Today, the number of whales is dwindling, but they can still occasionally be spotted each winter, migrating south from Canada a few miles off the coast of Hilton Head Island to calve in the Lowcountry’s temperate coastal waters. A few lucky boaters may catch a glimpse of these commanding creatures, and they can occasionally be spotted from the beach.
“The Southeast is one of the right whales critical calving grounds,” said George Albert, director of conservation for the South Carolina Aquarium. “After giving birth, the mother makes sure her calf is strong enough to move north to the feeding and nursing grounds.”

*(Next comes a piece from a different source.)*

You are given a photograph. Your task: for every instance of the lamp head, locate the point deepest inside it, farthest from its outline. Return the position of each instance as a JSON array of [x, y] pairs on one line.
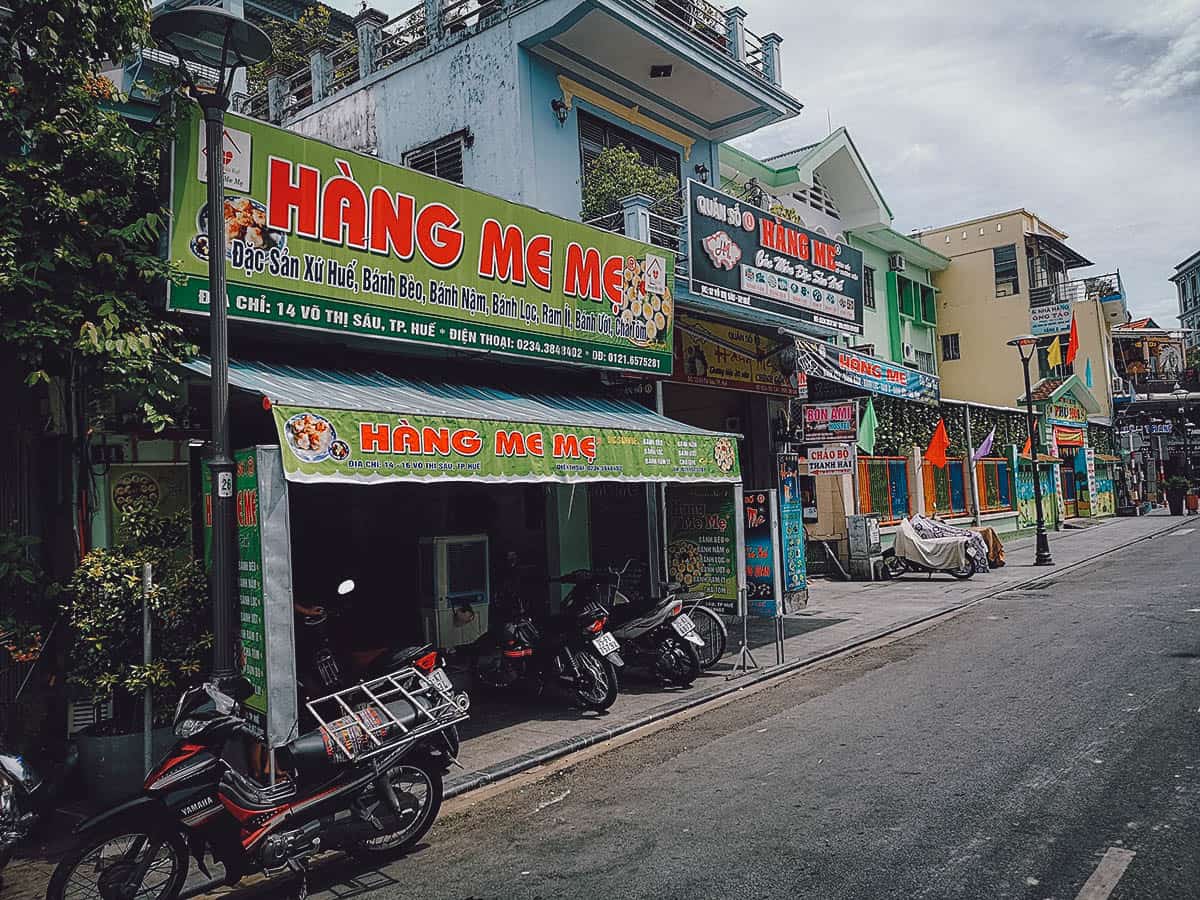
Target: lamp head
[[211, 36], [1025, 345]]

A female right whale only gives birth to a calf every three to five years. New data shows that the number of right whales dying each year — in part due to an increase in collisions with boats —is far outpacing the number being born, meaning the animals may go extinct. Scientists also discovered that climate change is affecting the whales.
“We know that the ocean is warming and becoming more acidic … temperature and water quality drive the health of habitats,” Albert said. “If you put on top of that pollution, diminishing plankton, and increasing boat traffic, you create the perfect storm. When female right whales feel stress, they produce a hormone that suppresses fertility.”
Scientists say climate change could also be the reason right whales have been vanishing from their feeding grounds off the U.S. and Canadian coasts and reappearing in other areas. It could be that they are changing their migratory routes in search of food, putting them directly in the path of ocean vessels.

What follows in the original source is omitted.